Lectures bibliques : 2 Chroniques 36, 14-23; Ephésiens 2, 4-10; Jean 3, 14-21

Homélie du 11 mars 2012

Prédicateur : Abbé Jean-René Fracheboud
Date : 11 mars 2012
Lieu : Foyer « Dents-du-Midi », Bex
Type : radio

3e dimanche de Carême

Chers Frères et Sœurs,

Chaque dimanche de Carême, la liturgie nous offre des portes d’entrée diverses, complémentaires, dans la contemplation du VISAGE de JÉSUS.

Le premier dimanche, au désert, face à la tentation, Jésus nous a présenté un beau VISAGE de LIBERTÉ.

Dimanche dernier, sur la montagne de la Transfiguration, c’est un VISAGE de LUMIÈRE et de GLOIRE qui a été proposé à notre méditation.

Aujourd’hui, troisième étape de notre montée vers Pâques, surgit un VISAGE inattendu de Jésus, un VISAGE d’indignation et de colère. Jésus fait scandale au temple de Jérusalem, le lieu sacré par excellence. Lui, l’homme de paix et de douceur, chasse avec une rare violence les marchands du Temple.

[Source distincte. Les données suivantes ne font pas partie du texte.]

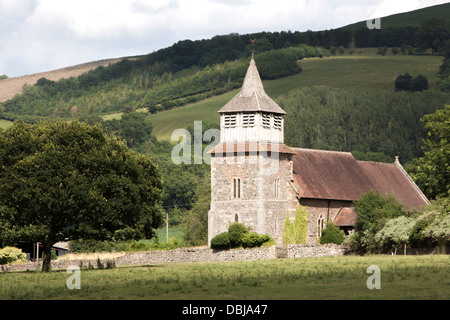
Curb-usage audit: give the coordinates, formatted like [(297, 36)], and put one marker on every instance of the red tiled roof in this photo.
[(323, 174), (337, 175), (241, 147)]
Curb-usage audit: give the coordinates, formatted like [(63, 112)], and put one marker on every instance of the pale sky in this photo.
[(43, 35)]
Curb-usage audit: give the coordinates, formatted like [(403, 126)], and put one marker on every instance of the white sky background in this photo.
[(42, 35)]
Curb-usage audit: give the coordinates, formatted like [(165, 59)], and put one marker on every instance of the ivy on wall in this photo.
[(295, 232)]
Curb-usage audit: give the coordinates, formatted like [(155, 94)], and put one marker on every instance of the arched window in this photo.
[(277, 188), (319, 226), (237, 188)]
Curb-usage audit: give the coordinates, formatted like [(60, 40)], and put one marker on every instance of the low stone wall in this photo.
[(199, 254)]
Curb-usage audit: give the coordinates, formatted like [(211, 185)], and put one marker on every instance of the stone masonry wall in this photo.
[(199, 254)]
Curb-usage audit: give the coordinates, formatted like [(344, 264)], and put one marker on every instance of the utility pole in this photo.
[(167, 226)]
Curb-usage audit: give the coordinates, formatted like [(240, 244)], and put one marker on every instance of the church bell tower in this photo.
[(251, 165)]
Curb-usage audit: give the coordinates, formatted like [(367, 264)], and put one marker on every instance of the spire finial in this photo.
[(253, 47)]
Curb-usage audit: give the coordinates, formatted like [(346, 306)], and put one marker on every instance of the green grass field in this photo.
[(345, 277), (364, 70)]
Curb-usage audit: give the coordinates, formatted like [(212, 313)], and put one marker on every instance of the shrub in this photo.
[(10, 255), (127, 234), (236, 232), (238, 236), (373, 211), (332, 234), (419, 83), (254, 239), (221, 241), (138, 246)]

Cette colère, si inhabituelle dans l’évangile,

cette sainte colère,

cette divine colère nous interroge.

Qu’est-ce qui peut mettre Jésus dans un tel état ? Aujourd’hui, selon le langage de la rue, on parlerait de quelqu’un « qui a pété les plombs ».

Pour répondre à cette question, pour rendre compte de l’attitude de Jésus, il faut d’emblée écarter les considérations psychologiques, un caractère instable, une sensibilité à fleur de peau, un manque d’équilibre, une émotivité maladive, etc…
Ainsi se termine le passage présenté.